Saturday, April 15, 2017

Spiritual and Artistic Askesis

Given the ongoing iconoclastic crisis in the Latin Church, which has shown few signs of abating over the last half-century at least, it should not surprise us that the West is not only alienated from an incarnational understanding of imagery in keeping with Nicaea II, but also unaware of the fact that the very process of making icons is itself a spiritual process. Those who have produced images know that it is no mere "mechanical" or "technical" undertaking, though technical skill is of course essential. It is also a process of prayer, fasting, and contemplation.

Thus this latest book, though welcome, has, once again, the feel of the West having to "rediscover" something that was never really lost in the East: Sense and Spirituality: The Arts and Spiritual Formation (Cascade, 2015), 146pp. by James McCullough.

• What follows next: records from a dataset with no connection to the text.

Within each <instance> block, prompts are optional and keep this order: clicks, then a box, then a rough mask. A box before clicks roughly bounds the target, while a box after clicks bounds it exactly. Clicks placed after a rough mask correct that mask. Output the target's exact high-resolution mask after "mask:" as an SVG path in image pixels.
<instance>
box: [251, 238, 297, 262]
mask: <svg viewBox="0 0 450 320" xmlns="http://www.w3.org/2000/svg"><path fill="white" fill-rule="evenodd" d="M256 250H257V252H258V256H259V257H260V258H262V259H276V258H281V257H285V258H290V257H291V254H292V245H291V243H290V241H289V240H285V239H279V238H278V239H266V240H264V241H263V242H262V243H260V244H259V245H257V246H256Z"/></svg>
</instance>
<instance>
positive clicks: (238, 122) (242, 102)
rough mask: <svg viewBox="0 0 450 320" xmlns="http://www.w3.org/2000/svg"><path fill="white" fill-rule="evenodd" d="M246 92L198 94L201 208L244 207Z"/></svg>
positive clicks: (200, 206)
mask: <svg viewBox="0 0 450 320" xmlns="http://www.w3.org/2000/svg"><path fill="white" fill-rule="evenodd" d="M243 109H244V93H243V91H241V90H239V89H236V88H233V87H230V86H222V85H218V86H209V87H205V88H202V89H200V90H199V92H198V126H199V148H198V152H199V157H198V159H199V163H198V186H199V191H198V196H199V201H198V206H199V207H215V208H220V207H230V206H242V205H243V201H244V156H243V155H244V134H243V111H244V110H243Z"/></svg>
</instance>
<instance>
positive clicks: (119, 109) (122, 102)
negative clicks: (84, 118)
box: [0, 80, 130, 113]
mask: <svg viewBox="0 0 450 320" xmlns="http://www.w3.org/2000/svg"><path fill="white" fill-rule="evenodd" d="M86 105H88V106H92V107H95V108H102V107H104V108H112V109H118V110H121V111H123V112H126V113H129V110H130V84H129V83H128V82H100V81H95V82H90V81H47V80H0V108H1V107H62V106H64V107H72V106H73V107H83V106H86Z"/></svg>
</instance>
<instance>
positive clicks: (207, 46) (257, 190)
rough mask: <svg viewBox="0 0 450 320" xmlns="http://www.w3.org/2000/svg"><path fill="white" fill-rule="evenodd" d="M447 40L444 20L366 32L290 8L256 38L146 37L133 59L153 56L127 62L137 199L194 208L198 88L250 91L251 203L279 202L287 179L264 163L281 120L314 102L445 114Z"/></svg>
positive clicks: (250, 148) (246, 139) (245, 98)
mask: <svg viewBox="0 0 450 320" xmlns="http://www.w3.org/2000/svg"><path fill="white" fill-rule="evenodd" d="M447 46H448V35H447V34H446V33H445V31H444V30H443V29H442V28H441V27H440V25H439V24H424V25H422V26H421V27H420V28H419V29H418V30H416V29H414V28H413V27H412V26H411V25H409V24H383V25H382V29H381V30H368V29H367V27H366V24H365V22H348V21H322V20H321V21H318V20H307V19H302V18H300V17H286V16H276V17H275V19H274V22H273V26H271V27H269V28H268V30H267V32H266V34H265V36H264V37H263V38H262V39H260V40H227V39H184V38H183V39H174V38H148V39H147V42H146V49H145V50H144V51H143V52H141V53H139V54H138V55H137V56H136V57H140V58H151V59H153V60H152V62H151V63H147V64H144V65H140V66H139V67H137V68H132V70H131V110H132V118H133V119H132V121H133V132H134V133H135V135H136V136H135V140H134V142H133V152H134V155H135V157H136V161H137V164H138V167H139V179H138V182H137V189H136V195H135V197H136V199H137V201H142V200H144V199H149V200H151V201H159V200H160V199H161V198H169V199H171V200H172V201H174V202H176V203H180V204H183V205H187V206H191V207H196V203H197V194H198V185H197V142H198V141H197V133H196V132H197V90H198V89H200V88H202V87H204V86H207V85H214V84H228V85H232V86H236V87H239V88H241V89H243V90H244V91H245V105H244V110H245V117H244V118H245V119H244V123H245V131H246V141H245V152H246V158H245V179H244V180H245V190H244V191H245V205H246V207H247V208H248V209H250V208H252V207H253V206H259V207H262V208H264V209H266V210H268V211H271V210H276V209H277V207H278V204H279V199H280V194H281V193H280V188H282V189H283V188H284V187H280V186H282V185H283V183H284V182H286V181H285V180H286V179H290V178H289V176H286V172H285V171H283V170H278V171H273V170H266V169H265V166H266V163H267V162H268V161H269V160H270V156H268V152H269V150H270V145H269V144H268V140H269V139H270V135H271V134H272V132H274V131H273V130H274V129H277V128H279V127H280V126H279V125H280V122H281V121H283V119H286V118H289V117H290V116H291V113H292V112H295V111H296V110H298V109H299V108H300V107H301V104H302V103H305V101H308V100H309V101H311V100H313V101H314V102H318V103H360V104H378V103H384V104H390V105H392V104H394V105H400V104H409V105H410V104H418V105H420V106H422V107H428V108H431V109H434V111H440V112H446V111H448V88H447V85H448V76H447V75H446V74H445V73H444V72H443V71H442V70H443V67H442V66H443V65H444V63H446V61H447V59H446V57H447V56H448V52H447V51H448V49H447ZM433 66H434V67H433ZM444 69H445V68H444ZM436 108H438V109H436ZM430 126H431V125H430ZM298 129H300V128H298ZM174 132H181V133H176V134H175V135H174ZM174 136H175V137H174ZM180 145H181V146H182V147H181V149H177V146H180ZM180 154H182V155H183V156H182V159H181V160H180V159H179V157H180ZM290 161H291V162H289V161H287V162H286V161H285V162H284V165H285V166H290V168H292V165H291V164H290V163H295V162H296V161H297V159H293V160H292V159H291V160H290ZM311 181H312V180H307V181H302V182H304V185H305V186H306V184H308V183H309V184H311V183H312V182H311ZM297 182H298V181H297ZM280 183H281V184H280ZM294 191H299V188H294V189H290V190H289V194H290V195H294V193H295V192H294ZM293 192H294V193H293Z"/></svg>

About this book the publisher tells us:
There is growing interest in the relationship between the arts and Christian faith. Much has been written about the arts and theology and the place of the arts in church life. Not as much has been written, however, about how the arts might actually advance spiritual formation in terms of the cumulative effect of religious experience and intentional practices. This book provides a modest step forward in that conversation, a conversation between theological aesthetics and practical theology. Understanding aesthetics as "the realm of sense perception" and spiritual formation as "growing capacities to participate in God's purposes" James McCullough suggests how these dynamics can mutually enhance each other, with the arts as an effective catalyst for this relationship. McCullough proposes an analysis of artistic communication and explores exciting examples from music, poetry, and painting, which render theoretical proposals in concrete terms. This book will engage both those new to the arts and those already deeply familiar with them.